Sí puede serlo, pero no de forma automática. La legalidad del alquiler turístico depende de la comunidad autónoma, del ayuntamiento, de la situación urbanística del inmueble y, en muchos casos, de la propia comunidad de propietarios.
Respuesta rápida
Publicar un piso en Airbnb no es ilegal por definición. Lo que sí es arriesgado es hacerlo sin comprobar antes si la vivienda puede destinarse legalmente a uso turístico y qué licencias, registros o declaraciones exige la normativa aplicable.
Qué dice la ley
La LAU excluye de su ámbito ciertos usos turísticos cuando están sometidos a normativa sectorial específica. A partir de ahí, cada comunidad autónoma regula requisitos de inscripción, calidad, atención al huésped, hojas de reclamaciones o número de registro.
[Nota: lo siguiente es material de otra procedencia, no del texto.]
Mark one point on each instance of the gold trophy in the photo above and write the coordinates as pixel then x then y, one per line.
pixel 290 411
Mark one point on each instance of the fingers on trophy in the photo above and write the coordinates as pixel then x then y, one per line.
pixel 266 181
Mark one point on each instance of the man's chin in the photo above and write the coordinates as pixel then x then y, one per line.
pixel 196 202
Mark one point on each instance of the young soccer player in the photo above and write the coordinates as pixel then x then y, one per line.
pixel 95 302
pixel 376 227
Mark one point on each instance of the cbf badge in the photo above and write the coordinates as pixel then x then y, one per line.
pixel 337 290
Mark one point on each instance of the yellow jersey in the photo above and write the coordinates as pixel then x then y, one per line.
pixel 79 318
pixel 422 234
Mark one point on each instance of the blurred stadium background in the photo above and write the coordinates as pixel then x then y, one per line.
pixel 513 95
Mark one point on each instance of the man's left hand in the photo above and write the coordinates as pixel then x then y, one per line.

Además, algunos ayuntamientos introducen limitaciones urbanísticas o zonas saturadas, y la Ley de Propiedad Horizontal permite que la comunidad adopte acuerdos sobre esta actividad en determinados términos. Por tanto, el marco no es único: conviven normas estatales, autonómicas, urbanísticas y de propiedad horizontal.
Puntos clave
- La licitud del alquiler turístico depende del territorio y de la situación concreta del inmueble.
- Antes de anunciar, conviene revisar licencia, registro turístico y normativa municipal.
- La comunidad de propietarios puede influir, y en algunos casos limitar, este uso.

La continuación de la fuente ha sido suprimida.